Hotel Schwarzenberg: Volksbanken kündigen Vertrag mit dem saudisch-österreichischen Geschäftsmann

Wien (OTS) - In einem Interview in der Freitag erscheinenden
Ausgabe des Nachrichtenmagazins "profil" nimmt der saudisch-österreichische Unternehmer Mohamed Bin Issa Al Jaber erstmals zur finanziellen Situation seiner Unternehmensgruppe Stellung. "Es geht uns im Vergleich zu anderen gut, wir haben eine Eigenkapitalquote von 80 Prozent.
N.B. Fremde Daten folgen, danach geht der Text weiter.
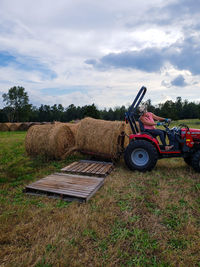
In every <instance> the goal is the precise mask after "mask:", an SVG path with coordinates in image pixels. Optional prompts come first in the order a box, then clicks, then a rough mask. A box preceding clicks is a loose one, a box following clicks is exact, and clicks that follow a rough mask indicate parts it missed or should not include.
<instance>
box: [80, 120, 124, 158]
mask: <svg viewBox="0 0 200 267" xmlns="http://www.w3.org/2000/svg"><path fill="white" fill-rule="evenodd" d="M124 130H125V123H124V122H121V121H105V120H96V119H92V118H85V119H83V120H81V122H80V123H79V127H78V130H77V138H76V144H77V148H78V149H79V150H80V151H81V152H83V153H86V154H94V155H97V156H102V157H107V158H111V159H116V158H118V153H119V151H120V149H121V147H120V139H119V138H120V136H121V134H122V133H123V132H124Z"/></svg>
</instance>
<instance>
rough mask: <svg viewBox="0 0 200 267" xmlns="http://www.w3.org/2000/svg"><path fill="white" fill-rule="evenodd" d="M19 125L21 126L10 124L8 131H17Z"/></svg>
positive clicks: (18, 125) (18, 124) (11, 123)
mask: <svg viewBox="0 0 200 267" xmlns="http://www.w3.org/2000/svg"><path fill="white" fill-rule="evenodd" d="M20 125H21V123H20V122H16V123H11V125H10V131H18V129H19V126H20Z"/></svg>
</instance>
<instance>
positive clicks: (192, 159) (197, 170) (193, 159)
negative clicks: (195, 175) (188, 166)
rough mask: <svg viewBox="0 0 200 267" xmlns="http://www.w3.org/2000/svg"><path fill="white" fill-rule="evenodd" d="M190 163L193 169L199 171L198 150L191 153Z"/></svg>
mask: <svg viewBox="0 0 200 267" xmlns="http://www.w3.org/2000/svg"><path fill="white" fill-rule="evenodd" d="M191 165H192V167H193V168H194V170H195V171H197V172H200V150H199V151H197V152H195V154H194V155H193V157H192V160H191Z"/></svg>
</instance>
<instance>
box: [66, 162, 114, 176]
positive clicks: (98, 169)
mask: <svg viewBox="0 0 200 267" xmlns="http://www.w3.org/2000/svg"><path fill="white" fill-rule="evenodd" d="M69 166H70V165H69ZM69 166H67V167H65V168H63V169H62V171H64V172H71V173H77V174H86V175H92V174H95V175H98V176H106V175H108V174H109V173H110V172H111V171H112V169H113V163H111V162H103V161H92V160H80V161H79V162H78V164H76V165H73V166H72V167H70V168H69Z"/></svg>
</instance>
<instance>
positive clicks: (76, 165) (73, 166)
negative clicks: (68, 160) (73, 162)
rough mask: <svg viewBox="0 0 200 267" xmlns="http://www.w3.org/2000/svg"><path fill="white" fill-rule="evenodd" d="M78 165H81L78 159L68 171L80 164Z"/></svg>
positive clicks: (70, 167) (68, 169)
mask: <svg viewBox="0 0 200 267" xmlns="http://www.w3.org/2000/svg"><path fill="white" fill-rule="evenodd" d="M78 165H79V162H78V161H76V162H75V164H71V166H69V168H68V171H71V170H73V169H74V168H76V166H78Z"/></svg>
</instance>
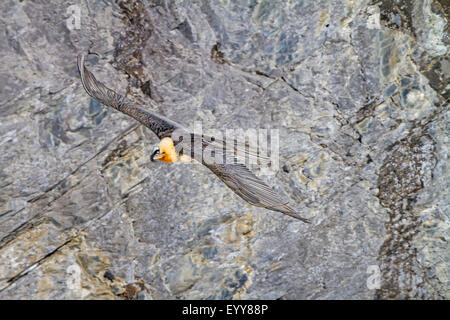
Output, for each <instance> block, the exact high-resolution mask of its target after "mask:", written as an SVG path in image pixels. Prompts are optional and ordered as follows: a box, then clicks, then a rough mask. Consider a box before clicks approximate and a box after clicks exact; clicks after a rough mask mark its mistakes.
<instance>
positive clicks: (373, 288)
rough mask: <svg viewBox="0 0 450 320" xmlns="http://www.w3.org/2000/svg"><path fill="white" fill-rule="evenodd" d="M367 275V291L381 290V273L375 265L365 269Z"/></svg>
mask: <svg viewBox="0 0 450 320" xmlns="http://www.w3.org/2000/svg"><path fill="white" fill-rule="evenodd" d="M366 273H367V274H370V276H369V277H368V278H367V281H366V285H367V289H369V290H376V289H380V288H381V271H380V267H379V266H377V265H370V266H368V267H367V271H366Z"/></svg>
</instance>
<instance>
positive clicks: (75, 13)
mask: <svg viewBox="0 0 450 320" xmlns="http://www.w3.org/2000/svg"><path fill="white" fill-rule="evenodd" d="M66 13H67V14H68V15H69V17H68V18H67V19H66V26H67V29H69V30H80V29H81V8H80V7H79V6H77V5H76V4H74V5H71V6H69V7H67V9H66Z"/></svg>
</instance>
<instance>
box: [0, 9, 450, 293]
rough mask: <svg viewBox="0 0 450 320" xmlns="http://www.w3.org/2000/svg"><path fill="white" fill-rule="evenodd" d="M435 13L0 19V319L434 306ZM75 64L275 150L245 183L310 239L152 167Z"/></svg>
mask: <svg viewBox="0 0 450 320" xmlns="http://www.w3.org/2000/svg"><path fill="white" fill-rule="evenodd" d="M446 4H447V5H448V2H446V1H437V0H434V1H432V0H419V1H403V0H399V1H374V2H373V3H371V2H370V1H356V2H355V1H325V0H324V1H317V0H311V1H267V0H243V1H225V0H224V1H200V0H198V1H181V0H180V1H178V0H174V1H163V0H160V1H123V2H118V3H117V4H114V5H111V6H109V5H107V4H106V2H105V1H89V2H85V1H70V2H67V3H64V4H63V3H61V1H54V2H53V3H49V2H48V1H45V2H44V1H42V2H40V1H33V2H30V1H23V2H18V1H12V0H10V1H2V2H1V4H0V8H1V10H0V15H1V17H2V19H1V20H0V21H1V22H0V24H1V28H0V30H1V31H0V32H1V41H0V46H1V50H0V62H1V63H0V70H1V72H0V88H1V89H0V90H1V91H0V98H1V99H0V100H1V104H0V111H1V113H0V117H1V121H0V161H1V168H0V298H1V299H136V298H138V299H188V298H189V299H375V298H380V299H386V298H390V299H391V298H392V299H405V298H412V299H431V298H432V299H439V298H446V299H449V298H450V291H449V287H448V282H449V279H450V270H449V261H450V251H449V250H448V239H449V228H448V225H449V210H448V208H449V207H448V191H449V190H448V181H449V173H448V169H447V165H448V162H447V158H446V157H447V151H448V135H447V133H448V98H449V97H450V95H449V90H448V89H449V77H450V68H449V66H450V61H449V59H448V48H449V42H450V41H449V37H448V28H449V25H448V18H449V16H448V15H449V8H448V6H447V5H446ZM78 18H79V19H78ZM87 50H91V51H92V52H97V53H99V57H96V56H90V58H89V64H90V68H91V69H92V71H93V72H94V73H95V74H96V76H97V77H98V78H99V79H100V80H101V81H103V82H105V83H106V84H107V85H108V86H109V87H111V88H115V89H116V90H117V91H118V92H121V93H123V94H127V96H128V97H129V98H131V99H134V100H135V101H136V102H139V103H142V104H143V105H145V106H148V108H149V109H152V110H154V111H156V112H158V113H161V114H163V115H165V116H167V117H169V118H171V119H173V120H175V121H177V122H180V123H182V124H184V125H186V126H192V125H193V123H194V122H195V121H201V122H202V125H203V127H204V128H217V129H226V128H276V129H279V138H280V168H281V169H280V170H279V172H278V173H277V174H276V175H272V176H267V177H264V179H265V180H266V181H268V183H269V184H270V185H272V186H276V188H278V189H279V190H281V191H283V192H284V193H286V194H287V195H288V196H289V198H290V199H292V201H293V202H294V203H295V205H296V206H297V207H298V208H299V209H301V212H302V215H303V216H305V217H308V218H311V220H312V223H311V224H310V225H307V224H304V223H301V222H299V221H297V220H294V219H292V218H290V217H287V216H284V215H281V214H278V213H275V212H270V211H267V210H264V209H261V208H256V207H252V206H250V205H248V204H247V203H245V202H243V201H242V200H241V199H240V198H238V197H237V196H235V195H234V194H233V193H232V192H231V191H230V190H229V189H228V188H227V187H226V186H225V185H224V184H222V183H221V182H220V181H219V180H218V179H217V178H216V177H215V176H214V175H213V174H211V173H210V172H209V171H208V170H207V169H206V168H204V167H202V166H201V165H195V164H185V165H167V164H164V163H151V164H150V163H149V155H150V151H151V148H152V145H153V144H154V143H156V142H157V138H156V137H155V136H154V135H153V134H152V133H151V132H150V131H149V130H148V129H146V128H144V127H142V126H141V125H139V124H138V123H136V122H135V121H134V120H133V119H130V118H128V117H126V116H125V115H122V114H119V113H118V112H116V111H114V110H112V109H109V108H107V107H105V106H102V105H100V104H99V103H98V102H96V101H94V100H91V99H90V98H89V97H88V96H87V94H86V93H85V91H84V90H83V88H82V86H81V83H80V80H79V76H78V73H77V69H76V56H77V54H78V53H80V52H86V51H87ZM378 276H379V277H378ZM377 277H378V278H379V279H378V280H379V281H377ZM378 284H379V286H378Z"/></svg>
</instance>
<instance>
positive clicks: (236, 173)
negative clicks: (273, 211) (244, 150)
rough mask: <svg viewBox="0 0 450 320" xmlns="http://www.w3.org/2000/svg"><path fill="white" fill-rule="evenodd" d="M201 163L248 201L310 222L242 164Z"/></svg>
mask: <svg viewBox="0 0 450 320" xmlns="http://www.w3.org/2000/svg"><path fill="white" fill-rule="evenodd" d="M203 164H204V165H205V166H206V167H208V168H209V169H210V170H211V171H212V172H213V173H214V174H215V175H216V176H217V177H219V179H220V180H222V182H223V183H225V184H226V185H227V186H228V187H229V188H230V189H231V190H233V191H234V192H235V193H236V194H237V195H238V196H240V197H241V198H242V199H244V200H245V201H247V202H248V203H250V204H252V205H254V206H258V207H263V208H266V209H269V210H272V211H278V212H281V213H284V214H286V215H288V216H291V217H293V218H296V219H298V220H301V221H303V222H306V223H310V221H309V220H308V219H305V218H302V217H301V216H300V215H299V214H298V213H296V212H295V210H294V209H292V208H291V207H290V206H289V201H288V200H287V199H285V198H284V197H282V196H281V195H279V194H278V193H277V192H275V191H274V190H273V189H272V188H270V187H269V186H268V185H267V184H265V183H264V182H263V181H262V180H261V179H259V178H258V177H256V176H255V175H254V174H253V173H252V172H251V171H250V170H249V169H248V168H247V167H246V166H245V165H244V164H242V163H224V164H216V163H203Z"/></svg>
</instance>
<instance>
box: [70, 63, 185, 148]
mask: <svg viewBox="0 0 450 320" xmlns="http://www.w3.org/2000/svg"><path fill="white" fill-rule="evenodd" d="M84 60H85V57H84V55H79V56H78V61H77V62H78V70H79V72H80V77H81V82H82V83H83V87H84V89H85V90H86V92H87V93H88V94H89V95H90V96H91V97H93V98H94V99H96V100H98V101H99V102H101V103H102V104H104V105H107V106H110V107H112V108H114V109H116V110H118V111H120V112H122V113H124V114H126V115H129V116H131V117H133V118H134V119H136V120H137V121H139V122H140V123H142V124H143V125H144V126H146V127H147V128H149V129H150V130H152V131H153V132H154V133H155V134H156V135H157V136H158V137H159V138H160V139H161V138H163V137H169V136H170V135H171V134H172V132H173V131H174V130H176V129H183V127H182V126H181V125H179V124H178V123H176V122H174V121H172V120H169V119H167V118H165V117H163V116H161V115H158V114H156V113H153V112H151V111H148V110H145V109H143V108H141V107H138V106H134V105H133V104H132V103H131V101H129V100H128V99H127V98H125V97H124V96H121V95H120V94H118V93H116V92H114V91H113V90H111V89H109V88H108V87H106V86H105V85H104V84H103V83H101V82H100V81H98V80H97V79H96V78H95V77H94V75H93V74H92V73H91V72H89V70H88V69H87V68H86V66H85V64H84Z"/></svg>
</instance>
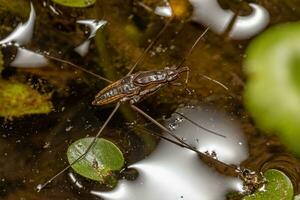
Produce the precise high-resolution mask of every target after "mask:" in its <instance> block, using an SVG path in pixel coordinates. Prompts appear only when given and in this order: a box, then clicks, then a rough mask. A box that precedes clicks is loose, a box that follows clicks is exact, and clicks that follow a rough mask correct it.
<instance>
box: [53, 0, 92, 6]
mask: <svg viewBox="0 0 300 200" xmlns="http://www.w3.org/2000/svg"><path fill="white" fill-rule="evenodd" d="M52 1H53V2H54V3H57V4H60V5H63V6H68V7H77V8H85V7H89V6H91V5H93V4H95V3H96V0H52Z"/></svg>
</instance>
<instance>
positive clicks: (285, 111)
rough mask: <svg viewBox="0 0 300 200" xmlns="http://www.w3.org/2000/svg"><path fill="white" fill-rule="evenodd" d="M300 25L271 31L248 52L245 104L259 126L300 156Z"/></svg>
mask: <svg viewBox="0 0 300 200" xmlns="http://www.w3.org/2000/svg"><path fill="white" fill-rule="evenodd" d="M299 35H300V23H299V22H297V23H286V24H281V25H277V26H275V27H272V28H270V29H269V30H267V31H266V32H264V33H263V34H261V35H260V36H259V37H257V38H256V39H254V40H253V41H252V42H251V44H250V45H249V47H248V49H247V54H246V55H247V56H246V59H245V72H246V74H247V76H248V82H247V85H246V88H245V93H244V97H245V104H246V106H247V108H248V109H249V111H250V112H251V113H252V115H253V117H254V118H255V121H256V122H257V124H258V125H259V126H260V127H261V128H263V129H265V130H268V131H272V132H275V133H277V134H278V135H279V136H280V138H281V140H282V141H283V142H284V143H285V144H286V146H287V147H288V148H289V149H290V150H291V151H293V152H294V153H295V154H296V155H298V156H300V148H299V141H300V117H299V114H300V37H299Z"/></svg>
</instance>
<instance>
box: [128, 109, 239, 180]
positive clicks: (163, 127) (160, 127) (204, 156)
mask: <svg viewBox="0 0 300 200" xmlns="http://www.w3.org/2000/svg"><path fill="white" fill-rule="evenodd" d="M131 107H132V108H133V109H134V110H135V111H137V112H138V113H140V114H141V115H143V116H144V117H145V118H147V119H148V120H150V121H151V122H153V123H154V124H155V125H157V126H158V127H159V128H161V129H162V130H163V131H166V132H167V133H168V134H169V135H171V136H172V137H173V138H174V139H176V140H177V141H178V142H179V143H180V144H181V145H180V146H181V147H184V148H187V149H190V150H192V151H194V152H195V153H197V155H198V156H199V158H200V159H201V160H202V161H204V162H205V163H206V164H207V165H209V166H211V167H213V168H215V169H216V170H217V171H219V172H220V173H221V174H225V175H228V176H235V177H240V175H241V174H240V173H241V170H239V168H238V167H237V166H235V165H228V164H226V163H223V162H221V161H219V160H217V159H214V158H212V157H211V156H208V155H206V154H204V153H202V152H200V151H198V150H197V149H196V148H194V147H192V146H190V145H189V144H187V143H185V142H184V141H183V140H182V139H180V138H179V137H177V136H176V135H175V134H174V133H172V132H171V131H170V130H169V129H167V128H166V127H165V126H163V125H162V124H160V123H159V122H157V121H156V120H155V119H153V118H152V117H151V116H149V115H148V114H146V113H145V112H144V111H142V110H141V109H139V108H138V107H136V106H135V105H133V104H131ZM162 139H165V137H162ZM167 141H169V142H172V143H174V141H170V140H167ZM175 144H176V143H175ZM243 181H244V180H243Z"/></svg>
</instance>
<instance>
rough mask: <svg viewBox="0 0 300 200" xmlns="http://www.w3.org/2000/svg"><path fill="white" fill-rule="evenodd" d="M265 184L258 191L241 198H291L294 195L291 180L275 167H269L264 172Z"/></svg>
mask: <svg viewBox="0 0 300 200" xmlns="http://www.w3.org/2000/svg"><path fill="white" fill-rule="evenodd" d="M264 176H265V178H266V184H265V186H263V188H261V189H260V190H259V191H257V192H255V193H254V194H252V195H249V196H246V197H245V198H244V199H243V200H252V199H253V200H266V199H272V200H292V199H293V196H294V191H293V184H292V182H291V180H290V179H289V178H288V177H287V176H286V175H285V174H284V173H283V172H281V171H279V170H277V169H269V170H267V171H266V172H265V173H264Z"/></svg>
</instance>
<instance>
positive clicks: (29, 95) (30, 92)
mask: <svg viewBox="0 0 300 200" xmlns="http://www.w3.org/2000/svg"><path fill="white" fill-rule="evenodd" d="M49 99H50V95H42V94H40V93H39V92H37V91H36V90H34V89H32V88H31V87H30V86H28V85H26V84H23V83H18V82H15V81H5V80H1V79H0V102H1V106H0V116H1V117H5V118H13V117H21V116H23V115H30V114H44V113H49V112H51V111H52V103H51V101H49Z"/></svg>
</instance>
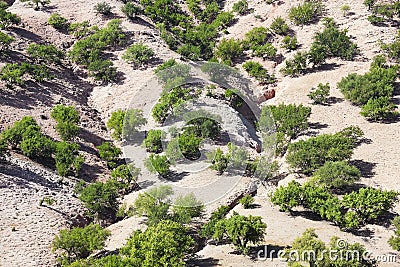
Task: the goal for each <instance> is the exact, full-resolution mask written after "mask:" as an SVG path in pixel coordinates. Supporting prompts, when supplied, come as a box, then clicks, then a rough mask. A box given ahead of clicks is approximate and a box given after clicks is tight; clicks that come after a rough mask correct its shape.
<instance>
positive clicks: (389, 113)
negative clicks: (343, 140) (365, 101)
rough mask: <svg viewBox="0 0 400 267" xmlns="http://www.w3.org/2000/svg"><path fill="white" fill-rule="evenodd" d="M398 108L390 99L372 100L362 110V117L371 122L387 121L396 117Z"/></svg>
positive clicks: (374, 98) (368, 102)
mask: <svg viewBox="0 0 400 267" xmlns="http://www.w3.org/2000/svg"><path fill="white" fill-rule="evenodd" d="M396 109H397V106H396V105H395V104H393V103H392V102H391V100H390V98H389V97H387V96H381V97H378V98H371V99H369V100H368V102H367V104H365V105H363V106H362V108H361V113H360V114H361V115H363V116H364V117H366V118H368V119H370V120H374V121H377V120H385V119H389V118H393V117H395V116H396V115H397V114H398V112H397V111H396Z"/></svg>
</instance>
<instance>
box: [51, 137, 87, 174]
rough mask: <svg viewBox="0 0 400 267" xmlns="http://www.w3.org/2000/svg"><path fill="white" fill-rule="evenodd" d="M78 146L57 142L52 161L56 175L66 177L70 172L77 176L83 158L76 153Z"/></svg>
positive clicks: (77, 151) (70, 144)
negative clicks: (53, 158)
mask: <svg viewBox="0 0 400 267" xmlns="http://www.w3.org/2000/svg"><path fill="white" fill-rule="evenodd" d="M78 150H79V145H78V144H72V143H67V142H58V143H57V144H56V146H55V155H54V159H55V160H56V169H57V173H58V174H59V175H61V176H67V175H68V174H69V173H70V172H71V171H72V172H73V173H74V174H75V175H77V174H78V172H79V170H80V169H81V167H82V164H83V162H84V158H83V156H82V155H79V153H78Z"/></svg>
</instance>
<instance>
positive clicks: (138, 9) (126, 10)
mask: <svg viewBox="0 0 400 267" xmlns="http://www.w3.org/2000/svg"><path fill="white" fill-rule="evenodd" d="M121 11H122V13H124V14H125V16H126V17H127V18H128V19H135V18H136V17H137V16H138V15H141V14H142V13H143V10H142V8H141V7H139V6H138V5H135V4H134V3H131V2H128V3H126V4H125V5H124V6H123V7H122V8H121Z"/></svg>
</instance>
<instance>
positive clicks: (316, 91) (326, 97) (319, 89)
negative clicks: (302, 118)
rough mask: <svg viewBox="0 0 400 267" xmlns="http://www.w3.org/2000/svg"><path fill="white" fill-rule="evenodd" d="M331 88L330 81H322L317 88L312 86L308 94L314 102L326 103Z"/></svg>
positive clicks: (314, 103) (316, 102)
mask: <svg viewBox="0 0 400 267" xmlns="http://www.w3.org/2000/svg"><path fill="white" fill-rule="evenodd" d="M330 89H331V87H330V86H329V83H326V84H322V83H320V84H318V86H317V88H312V89H311V92H310V93H309V94H308V95H307V96H308V97H309V98H310V99H311V100H313V101H314V104H325V103H326V102H327V101H328V96H329V92H330Z"/></svg>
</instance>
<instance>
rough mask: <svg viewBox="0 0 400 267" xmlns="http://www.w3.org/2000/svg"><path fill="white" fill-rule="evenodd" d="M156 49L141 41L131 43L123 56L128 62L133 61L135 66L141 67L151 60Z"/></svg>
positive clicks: (149, 61) (122, 56) (133, 63)
mask: <svg viewBox="0 0 400 267" xmlns="http://www.w3.org/2000/svg"><path fill="white" fill-rule="evenodd" d="M154 55H155V54H154V51H153V50H152V49H151V48H149V47H147V46H146V45H143V44H141V43H138V44H133V45H131V46H130V47H129V48H128V49H127V50H126V52H125V54H124V55H123V56H122V58H123V59H124V60H126V61H128V62H131V63H133V65H134V66H137V67H141V66H143V65H145V64H147V63H149V62H150V60H151V59H152V58H153V57H154Z"/></svg>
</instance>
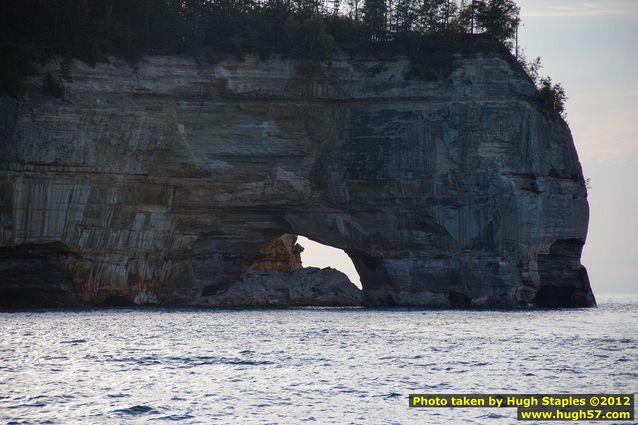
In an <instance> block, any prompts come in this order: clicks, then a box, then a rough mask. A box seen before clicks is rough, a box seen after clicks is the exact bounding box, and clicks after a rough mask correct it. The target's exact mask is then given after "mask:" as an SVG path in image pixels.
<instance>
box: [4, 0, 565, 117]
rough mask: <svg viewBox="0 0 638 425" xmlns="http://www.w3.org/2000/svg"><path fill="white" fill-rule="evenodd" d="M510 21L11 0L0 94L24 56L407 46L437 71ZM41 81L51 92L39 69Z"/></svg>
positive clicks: (410, 50) (224, 54)
mask: <svg viewBox="0 0 638 425" xmlns="http://www.w3.org/2000/svg"><path fill="white" fill-rule="evenodd" d="M519 22H520V19H519V7H518V6H517V5H516V3H515V2H514V1H513V0H473V1H466V0H365V1H364V0H347V3H344V4H342V3H341V2H340V0H139V1H130V0H21V1H12V2H5V4H4V5H3V6H2V8H1V9H0V37H1V38H0V40H1V41H0V51H1V56H0V60H1V62H0V94H1V95H11V96H17V95H19V94H20V93H21V91H22V90H23V84H24V83H23V81H24V77H25V75H27V74H28V73H29V71H30V69H32V64H33V63H38V62H39V63H45V62H46V61H47V60H48V59H49V58H50V57H52V56H62V57H64V58H66V62H67V63H69V59H71V58H77V59H80V60H82V61H85V62H87V63H89V64H94V63H96V62H98V61H100V60H103V59H104V58H106V57H107V56H108V55H116V56H120V57H124V58H126V59H128V60H130V61H132V62H135V61H136V60H138V59H139V58H140V57H141V56H142V55H143V54H144V53H147V52H170V53H175V52H179V53H191V54H199V53H201V52H202V51H207V52H208V53H211V54H212V55H231V54H232V55H237V56H242V55H244V54H248V53H252V54H259V55H260V56H262V57H266V56H268V55H270V54H271V53H273V52H276V53H279V54H282V55H284V56H288V57H293V58H298V59H304V60H309V61H317V60H323V59H328V58H330V56H331V54H332V53H333V52H334V51H335V50H336V49H337V48H340V49H344V50H349V51H352V52H361V53H367V52H375V51H376V52H379V51H382V52H388V53H394V54H409V55H410V57H411V58H412V66H411V69H410V74H411V75H412V76H414V77H419V78H441V77H442V76H445V74H446V72H449V70H450V69H451V65H452V61H453V53H454V52H470V53H471V52H475V51H477V50H481V48H485V46H486V43H485V41H484V40H485V38H484V37H483V38H477V37H470V36H468V34H474V33H486V34H487V35H488V36H489V37H490V38H493V39H496V40H498V41H499V42H500V43H502V44H503V45H505V46H506V47H508V48H510V49H511V48H513V40H514V38H515V35H516V33H517V29H518V25H519ZM476 40H479V42H477V41H476ZM491 48H493V47H491ZM425 52H427V54H425ZM61 74H64V72H61ZM61 77H64V75H61ZM553 87H555V86H553V85H552V84H551V81H550V84H549V85H545V86H542V85H539V88H540V89H544V88H549V89H550V93H546V95H544V96H545V98H550V97H551V98H552V99H553V100H552V101H551V102H550V103H552V102H553V103H555V102H554V101H560V99H563V98H564V93H563V95H562V97H561V96H560V95H559V96H556V93H555V92H553V91H551V89H552V88H553ZM43 89H44V90H45V91H47V92H48V93H49V94H57V93H59V90H57V89H56V87H55V82H54V81H53V80H51V78H49V77H47V80H46V81H43ZM548 95H551V96H548ZM558 103H560V102H558ZM559 107H562V104H560V105H559Z"/></svg>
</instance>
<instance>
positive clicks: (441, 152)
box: [0, 52, 595, 306]
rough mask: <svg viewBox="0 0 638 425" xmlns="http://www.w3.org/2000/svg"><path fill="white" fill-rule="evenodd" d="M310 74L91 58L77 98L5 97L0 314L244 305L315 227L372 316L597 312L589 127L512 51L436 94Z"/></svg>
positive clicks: (145, 58) (287, 259)
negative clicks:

Unser Gewinn 2010 beträgt mehr als 300 Millionen Dollar", so Al Jaber. Trotzdem will die Volksbanken-Gruppe nach "profil"-Recherchen ihre Geschäftsbeziehungen mit Al Jaber beenden. Die Volksbanken-Tochter Immoconsult ist Pächterin der Immobilie, auf der das Luxushotel Schwarzenberg entstehen soll. Mit 4. April wurde der Vertrag mit der Al-Jaber-Gruppe, die das Hotel entwickeln und betreiben sollte, einseitig aufgekündigt. Der Grund für die Kündigung: Al Jaber soll seinen Finanzierungszusagen nicht nachgekommen sein. Al Jaber dementiert dies im Interview mit "profil": "Heutzutage versuchen alle Finanzinstitute, sich aus ihren Finanzierungszusagen heraus zu schleichen."